Emotional Dimension Control in Language Model-Based Text-to-Speech: Spanning a Broad Spectrum of Human Emotions
This addresses the problem of limited emotional expressiveness in TTS systems for users needing more nuanced and controllable speech synthesis, representing an incremental improvement by integrating continuous emotional dimensions into an existing framework.
The paper tackled the problem of emotional text-to-speech systems struggling to capture the full spectrum of human emotions by proposing a language model-based TTS framework that synthesizes speech across a broad range of emotional styles with user control along continuous pleasure, arousal, and dominance dimensions. The result showed that the framework effectively generates more expressive emotional styles and enhances both naturalness and diversity compared to baselines.

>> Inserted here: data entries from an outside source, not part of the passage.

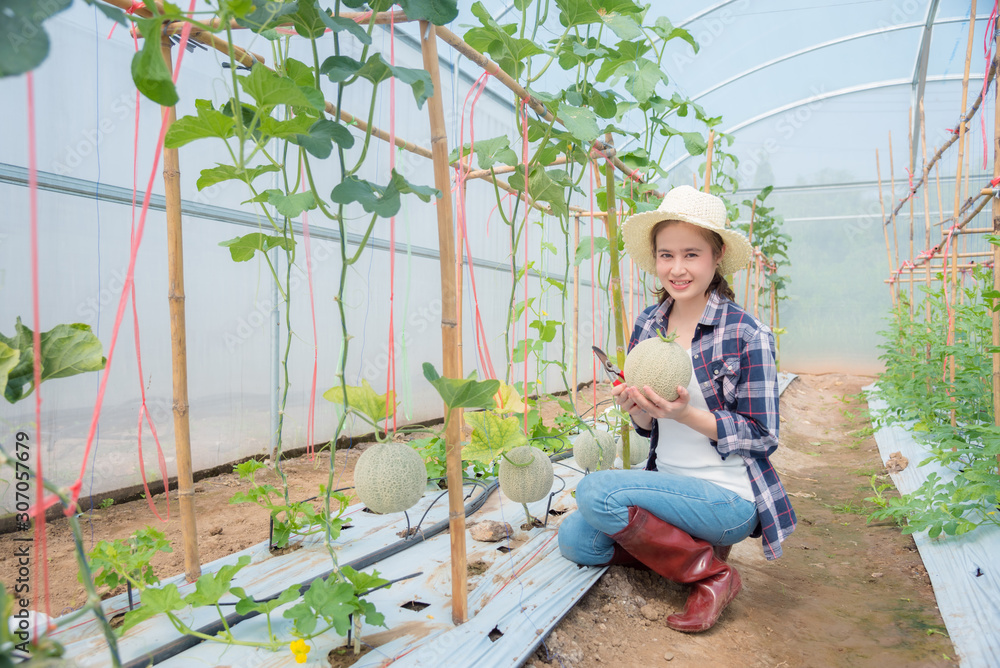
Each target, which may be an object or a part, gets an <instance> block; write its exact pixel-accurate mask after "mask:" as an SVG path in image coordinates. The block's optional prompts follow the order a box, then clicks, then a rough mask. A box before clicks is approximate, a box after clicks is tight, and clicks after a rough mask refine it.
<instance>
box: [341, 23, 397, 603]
mask: <svg viewBox="0 0 1000 668" xmlns="http://www.w3.org/2000/svg"><path fill="white" fill-rule="evenodd" d="M407 16H409V15H407ZM340 573H341V574H342V575H343V576H344V577H345V578H347V580H348V581H349V582H350V583H351V584H353V585H354V590H355V591H356V592H357V593H358V595H364V594H366V593H368V592H370V591H371V590H372V589H379V588H381V587H384V586H385V585H388V584H389V581H388V580H386V579H385V578H383V577H380V576H379V574H378V571H374V572H372V573H365V572H364V571H356V570H354V569H353V568H351V567H350V566H341V567H340Z"/></svg>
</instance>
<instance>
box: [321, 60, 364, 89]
mask: <svg viewBox="0 0 1000 668" xmlns="http://www.w3.org/2000/svg"><path fill="white" fill-rule="evenodd" d="M363 66H364V63H362V62H361V61H359V60H355V59H354V58H351V57H349V56H330V57H329V58H327V59H326V60H324V61H323V64H322V65H320V66H319V73H320V74H323V75H326V77H327V78H328V79H330V81H332V82H333V83H340V82H342V81H347V80H348V79H350V78H351V77H353V76H354V75H355V74H357V73H358V71H359V70H360V69H361V68H362V67H363Z"/></svg>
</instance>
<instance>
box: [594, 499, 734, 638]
mask: <svg viewBox="0 0 1000 668" xmlns="http://www.w3.org/2000/svg"><path fill="white" fill-rule="evenodd" d="M628 517H629V522H628V524H627V525H626V526H625V528H624V529H622V530H621V531H619V532H618V533H616V534H613V535H612V536H611V538H613V539H614V540H615V542H617V543H618V544H619V545H620V546H621V547H623V548H625V550H626V551H627V552H628V553H629V554H631V555H632V556H633V557H635V558H636V559H638V560H639V561H641V562H642V563H643V564H645V565H646V566H648V567H649V568H650V569H651V570H653V571H654V572H656V573H658V574H660V575H662V576H663V577H665V578H667V579H668V580H671V581H673V582H679V583H684V584H692V585H693V586H692V589H691V593H690V594H689V595H688V600H687V603H686V604H685V605H684V612H682V613H680V614H675V615H670V616H669V617H667V626H669V627H670V628H672V629H674V630H675V631H682V632H684V633H697V632H699V631H707V630H708V629H710V628H712V627H713V626H715V622H716V621H718V619H719V615H720V614H722V611H723V610H724V609H725V607H726V606H727V605H729V603H730V602H731V601H732V600H733V599H734V598H736V595H737V594H738V593H739V591H740V589H741V588H742V586H743V583H742V581H741V580H740V575H739V573H737V572H736V569H734V568H733V567H732V566H730V565H729V564H727V563H726V562H725V561H722V560H721V559H719V558H718V557H717V556H716V553H715V551H714V550H713V546H712V545H711V544H710V543H708V542H707V541H704V540H701V539H698V538H694V537H693V536H691V535H690V534H688V533H686V532H684V531H682V530H680V529H678V528H677V527H675V526H673V525H672V524H668V523H666V522H664V521H663V520H661V519H660V518H658V517H656V516H655V515H653V514H652V513H650V512H649V511H647V510H645V509H643V508H638V507H636V506H631V507H629V509H628ZM720 551H722V550H720ZM726 556H728V554H727V555H726Z"/></svg>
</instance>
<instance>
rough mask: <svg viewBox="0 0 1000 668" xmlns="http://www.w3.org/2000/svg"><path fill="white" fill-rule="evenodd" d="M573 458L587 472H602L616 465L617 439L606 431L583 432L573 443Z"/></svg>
mask: <svg viewBox="0 0 1000 668" xmlns="http://www.w3.org/2000/svg"><path fill="white" fill-rule="evenodd" d="M573 458H574V459H576V464H577V466H579V467H580V468H582V469H584V470H585V471H601V470H605V469H610V468H613V467H614V465H615V437H614V436H612V435H611V434H610V433H608V432H606V431H597V432H594V433H591V432H589V431H582V432H580V435H579V436H577V437H576V440H575V441H574V442H573Z"/></svg>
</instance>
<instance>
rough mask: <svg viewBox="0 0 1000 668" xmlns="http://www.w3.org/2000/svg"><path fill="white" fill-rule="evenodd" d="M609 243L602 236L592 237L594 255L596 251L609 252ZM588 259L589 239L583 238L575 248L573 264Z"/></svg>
mask: <svg viewBox="0 0 1000 668" xmlns="http://www.w3.org/2000/svg"><path fill="white" fill-rule="evenodd" d="M610 252H611V245H610V244H609V243H608V240H607V239H606V238H604V237H594V255H595V256H596V255H597V254H598V253H610ZM589 259H590V239H584V240H583V241H581V242H580V245H579V246H577V248H576V257H575V258H574V260H573V264H574V266H575V265H578V264H581V263H582V262H584V261H585V260H589Z"/></svg>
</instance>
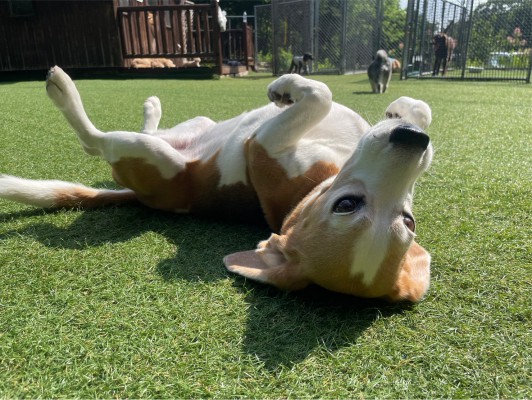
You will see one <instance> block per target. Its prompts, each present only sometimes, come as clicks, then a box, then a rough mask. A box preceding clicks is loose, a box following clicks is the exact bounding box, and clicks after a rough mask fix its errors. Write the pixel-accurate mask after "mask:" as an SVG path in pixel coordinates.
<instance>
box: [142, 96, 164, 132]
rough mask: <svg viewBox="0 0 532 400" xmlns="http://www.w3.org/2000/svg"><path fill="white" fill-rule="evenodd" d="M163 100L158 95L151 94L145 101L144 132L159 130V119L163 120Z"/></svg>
mask: <svg viewBox="0 0 532 400" xmlns="http://www.w3.org/2000/svg"><path fill="white" fill-rule="evenodd" d="M161 115H162V107H161V101H160V100H159V98H158V97H157V96H151V97H148V98H147V99H146V101H145V102H144V127H143V128H142V132H143V133H147V134H154V133H155V132H157V128H158V126H159V121H160V120H161Z"/></svg>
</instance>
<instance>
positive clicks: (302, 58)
mask: <svg viewBox="0 0 532 400" xmlns="http://www.w3.org/2000/svg"><path fill="white" fill-rule="evenodd" d="M313 60H314V58H312V54H310V53H305V54H303V55H302V56H294V57H293V58H292V64H290V70H289V71H288V73H289V74H291V73H292V71H293V72H295V73H297V74H299V75H301V70H302V69H303V74H305V75H308V73H309V72H308V66H309V63H310V61H313Z"/></svg>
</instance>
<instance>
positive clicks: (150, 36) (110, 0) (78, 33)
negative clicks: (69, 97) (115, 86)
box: [0, 0, 253, 74]
mask: <svg viewBox="0 0 532 400" xmlns="http://www.w3.org/2000/svg"><path fill="white" fill-rule="evenodd" d="M163 2H164V3H165V4H163ZM168 3H173V4H168ZM182 3H183V4H182ZM218 12H219V7H218V5H217V2H216V0H211V2H210V3H207V4H192V3H190V2H188V1H185V0H158V4H156V5H150V6H146V5H143V4H142V3H139V2H138V1H137V0H135V1H128V0H91V1H69V0H40V1H31V0H0V72H4V71H31V70H35V71H42V70H47V69H48V68H49V67H50V66H52V65H60V66H61V67H63V68H66V69H70V70H78V69H81V70H88V69H90V70H93V71H96V70H98V69H102V70H109V69H116V70H128V68H129V67H130V66H131V61H132V60H133V59H135V58H141V59H143V58H164V59H170V60H172V61H173V63H174V64H175V65H176V66H177V67H181V66H184V65H185V62H186V61H187V60H192V59H194V58H199V59H200V60H201V64H202V65H207V66H209V67H211V68H212V69H213V72H214V73H218V74H224V73H228V71H229V73H234V71H232V72H231V71H230V70H228V69H227V68H226V67H224V65H223V60H224V59H227V60H234V59H235V57H238V58H237V59H238V62H239V63H240V64H241V65H239V66H238V67H239V69H242V70H248V69H250V68H252V67H253V39H252V34H251V33H250V28H249V27H247V26H244V28H243V29H242V30H238V31H228V32H221V29H220V25H219V23H218ZM231 40H233V42H234V45H233V46H224V48H225V49H226V51H228V52H230V53H227V54H222V43H228V42H229V41H231ZM241 46H245V48H242V47H241ZM248 46H251V47H248ZM233 69H234V68H233ZM165 70H166V68H165ZM152 71H154V72H156V71H155V69H152Z"/></svg>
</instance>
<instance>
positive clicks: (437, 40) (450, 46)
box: [432, 31, 456, 76]
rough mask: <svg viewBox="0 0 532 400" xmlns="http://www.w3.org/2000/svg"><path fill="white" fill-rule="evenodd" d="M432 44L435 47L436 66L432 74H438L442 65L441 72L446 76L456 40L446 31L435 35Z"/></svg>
mask: <svg viewBox="0 0 532 400" xmlns="http://www.w3.org/2000/svg"><path fill="white" fill-rule="evenodd" d="M432 46H433V49H434V68H433V69H432V76H438V74H439V72H440V66H441V74H442V76H445V75H446V74H447V63H448V62H449V61H451V58H452V56H453V51H454V48H455V47H456V42H455V40H454V39H453V38H452V37H450V36H448V35H447V33H446V32H445V31H444V32H440V33H438V34H436V35H434V37H433V38H432Z"/></svg>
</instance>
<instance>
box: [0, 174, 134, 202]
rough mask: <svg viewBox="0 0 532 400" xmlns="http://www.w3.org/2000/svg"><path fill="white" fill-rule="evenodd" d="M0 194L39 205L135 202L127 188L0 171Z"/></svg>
mask: <svg viewBox="0 0 532 400" xmlns="http://www.w3.org/2000/svg"><path fill="white" fill-rule="evenodd" d="M0 198H3V199H7V200H12V201H16V202H19V203H24V204H29V205H32V206H36V207H41V208H95V207H103V206H106V205H113V204H126V203H138V199H137V196H136V195H135V192H133V191H132V190H129V189H123V190H110V189H93V188H90V187H87V186H84V185H81V184H78V183H70V182H64V181H56V180H31V179H23V178H17V177H14V176H10V175H0Z"/></svg>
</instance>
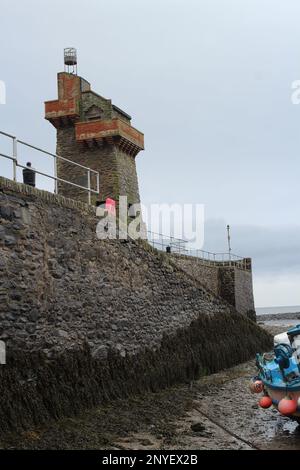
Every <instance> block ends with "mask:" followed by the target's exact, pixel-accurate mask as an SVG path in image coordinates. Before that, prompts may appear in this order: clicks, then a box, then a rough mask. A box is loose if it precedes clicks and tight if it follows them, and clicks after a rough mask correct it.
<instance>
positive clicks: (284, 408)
mask: <svg viewBox="0 0 300 470" xmlns="http://www.w3.org/2000/svg"><path fill="white" fill-rule="evenodd" d="M278 411H280V413H281V414H282V415H285V416H288V415H292V414H293V413H295V412H296V411H297V402H296V401H295V400H293V399H292V398H290V397H285V398H282V399H281V400H280V402H279V403H278Z"/></svg>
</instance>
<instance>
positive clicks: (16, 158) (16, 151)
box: [13, 137, 18, 181]
mask: <svg viewBox="0 0 300 470" xmlns="http://www.w3.org/2000/svg"><path fill="white" fill-rule="evenodd" d="M17 163H18V141H17V139H16V137H13V180H14V181H17Z"/></svg>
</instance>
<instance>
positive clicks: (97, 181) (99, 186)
mask: <svg viewBox="0 0 300 470" xmlns="http://www.w3.org/2000/svg"><path fill="white" fill-rule="evenodd" d="M97 193H98V195H99V194H100V180H99V173H98V172H97Z"/></svg>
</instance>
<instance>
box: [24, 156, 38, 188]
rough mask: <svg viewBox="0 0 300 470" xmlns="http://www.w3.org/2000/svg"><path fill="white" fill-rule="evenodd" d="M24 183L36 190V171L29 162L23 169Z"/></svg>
mask: <svg viewBox="0 0 300 470" xmlns="http://www.w3.org/2000/svg"><path fill="white" fill-rule="evenodd" d="M23 182H24V184H28V185H29V186H32V187H33V188H35V171H34V170H33V169H32V168H31V162H27V163H26V168H24V169H23Z"/></svg>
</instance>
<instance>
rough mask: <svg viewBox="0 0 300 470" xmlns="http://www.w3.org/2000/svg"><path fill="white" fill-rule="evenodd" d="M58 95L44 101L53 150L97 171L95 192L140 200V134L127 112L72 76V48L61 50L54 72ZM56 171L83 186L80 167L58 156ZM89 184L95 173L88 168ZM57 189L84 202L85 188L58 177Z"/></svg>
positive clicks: (106, 198)
mask: <svg viewBox="0 0 300 470" xmlns="http://www.w3.org/2000/svg"><path fill="white" fill-rule="evenodd" d="M57 84H58V99H57V100H54V101H46V102H45V118H46V119H47V120H48V121H50V122H51V124H53V126H54V127H55V128H56V130H57V155H59V156H61V157H63V158H65V159H68V160H71V161H72V162H76V163H78V164H79V165H83V166H85V167H89V168H91V169H93V170H96V171H98V172H99V175H100V178H99V196H96V195H93V196H92V202H93V203H96V200H99V201H101V202H102V201H105V200H106V199H107V198H111V199H114V200H115V201H118V198H119V196H127V198H128V204H129V205H131V204H135V203H139V202H140V196H139V188H138V179H137V173H136V165H135V158H136V156H137V154H138V153H139V152H140V150H143V149H144V135H143V134H142V133H141V132H140V131H138V130H137V129H135V128H134V127H132V125H131V116H129V115H128V114H127V113H126V112H124V111H123V110H121V109H120V108H118V107H117V106H115V105H113V104H112V102H111V100H110V99H106V98H103V97H102V96H100V95H98V94H97V93H95V92H94V91H92V90H91V85H90V83H89V82H87V81H86V80H85V79H83V78H82V77H79V76H78V75H77V57H76V50H75V49H72V48H69V49H65V71H64V72H60V73H58V75H57ZM57 176H58V177H59V178H61V179H62V180H65V181H71V182H73V183H75V184H78V185H80V186H83V187H87V178H88V175H87V173H86V170H85V169H84V168H82V167H80V166H75V165H72V164H70V163H68V162H67V161H64V160H63V159H58V162H57ZM90 178H91V187H92V188H93V189H96V186H97V184H96V176H95V174H94V173H91V176H90ZM58 192H59V194H62V195H64V196H66V197H70V198H73V199H80V200H82V201H84V202H87V192H86V191H84V190H81V189H79V188H76V187H75V186H71V185H69V184H66V183H64V182H59V183H58Z"/></svg>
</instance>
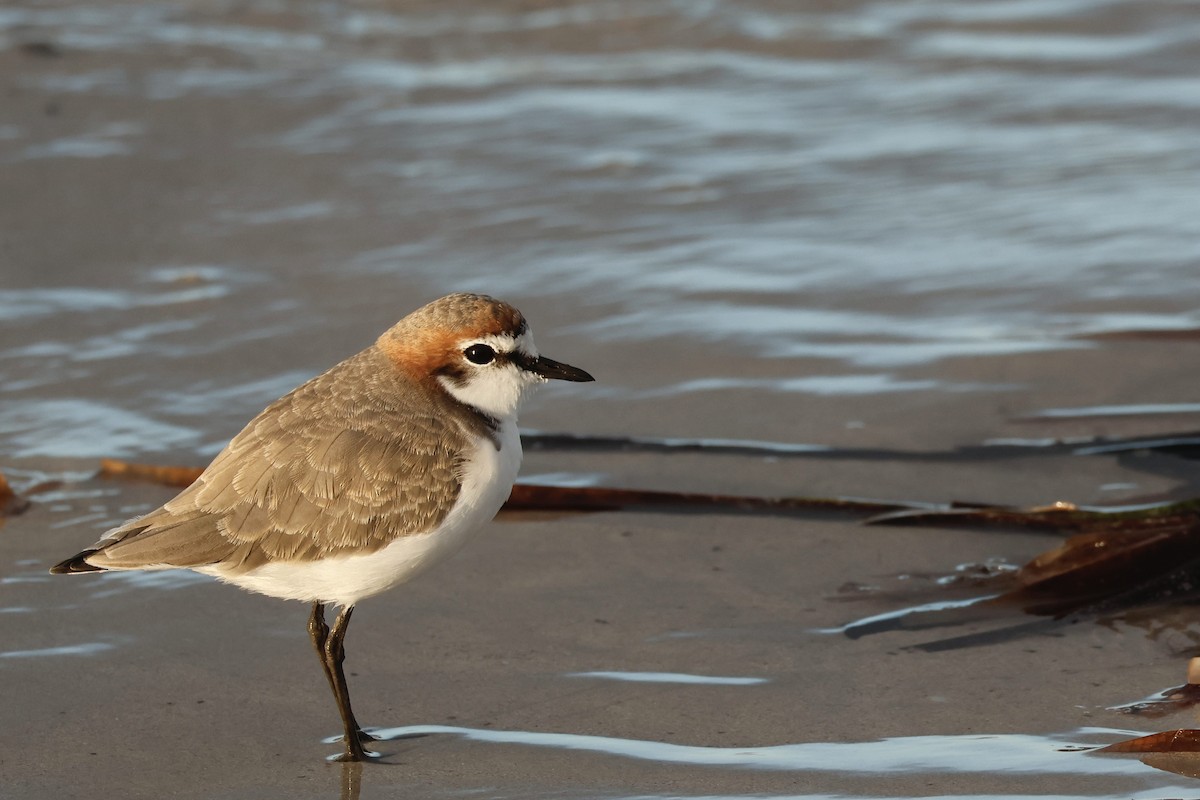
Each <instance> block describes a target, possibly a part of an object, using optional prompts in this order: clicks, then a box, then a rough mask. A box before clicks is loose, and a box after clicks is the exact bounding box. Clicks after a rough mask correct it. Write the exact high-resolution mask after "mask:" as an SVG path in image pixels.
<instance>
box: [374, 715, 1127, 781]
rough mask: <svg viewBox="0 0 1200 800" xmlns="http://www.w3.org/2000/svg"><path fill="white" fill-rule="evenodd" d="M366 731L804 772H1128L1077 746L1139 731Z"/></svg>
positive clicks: (458, 729)
mask: <svg viewBox="0 0 1200 800" xmlns="http://www.w3.org/2000/svg"><path fill="white" fill-rule="evenodd" d="M371 734H372V735H374V736H376V738H378V739H380V740H384V741H390V740H395V739H402V738H409V736H414V735H428V734H452V735H457V736H462V738H464V739H468V740H472V741H479V742H490V744H505V745H524V746H529V747H547V748H558V750H575V751H587V752H594V753H605V754H608V756H614V757H618V758H632V759H643V760H653V762H661V763H668V764H686V765H691V766H724V768H736V769H758V770H787V771H804V772H857V774H862V772H871V774H892V772H931V774H944V775H950V774H959V772H992V774H1010V775H1020V774H1044V775H1136V774H1139V772H1141V771H1144V768H1142V766H1141V765H1140V764H1138V763H1136V762H1129V760H1123V759H1116V758H1094V757H1090V756H1086V754H1084V753H1082V752H1081V751H1086V750H1090V748H1092V747H1098V746H1102V745H1104V744H1108V741H1105V740H1115V739H1122V738H1123V739H1128V738H1130V736H1136V735H1140V734H1138V733H1134V732H1128V730H1116V729H1109V728H1084V729H1080V730H1076V732H1074V733H1072V734H1062V735H1052V736H1033V735H1024V734H1008V735H985V734H980V735H965V736H900V738H895V739H883V740H880V741H860V742H805V744H794V745H773V746H766V747H697V746H692V745H677V744H671V742H662V741H646V740H636V739H617V738H613V736H592V735H582V734H570V733H544V732H528V730H487V729H480V728H457V727H451V726H409V727H402V728H383V729H373V730H371ZM1080 740H1085V741H1084V742H1081V741H1080Z"/></svg>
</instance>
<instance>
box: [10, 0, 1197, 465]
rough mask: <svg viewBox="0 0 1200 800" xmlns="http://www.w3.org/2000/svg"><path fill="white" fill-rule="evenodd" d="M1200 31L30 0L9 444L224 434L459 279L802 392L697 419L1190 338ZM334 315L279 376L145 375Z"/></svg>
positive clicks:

Emotional text-to-speech (TTS) systems sturggle to capture the full spectrum of human emotions due to the inherent complexity of emotional expressions and the limited coverage of existing emotion labels. To address this, we propose a language model-based TTS framework that synthesizes speech across a broad range of emotional styles. Our approach enables flexible user control along three continuous dimensions - pleasure, arousal, and dominance (PAD). To enable this, we train an emotional dimension predictor that maps categorical emotion labels in speech datasets into the PAD space, grounded in established psychological research. Importantly, while the emotional dimension predictor leverages categorical labels, the TTS framework itself does not require explict emotion labels during training. Objective and subjective evaluations demonstrate that our framework effectively generates more expressive emotional styles and enhances both naturalness and diversity compared to baselines.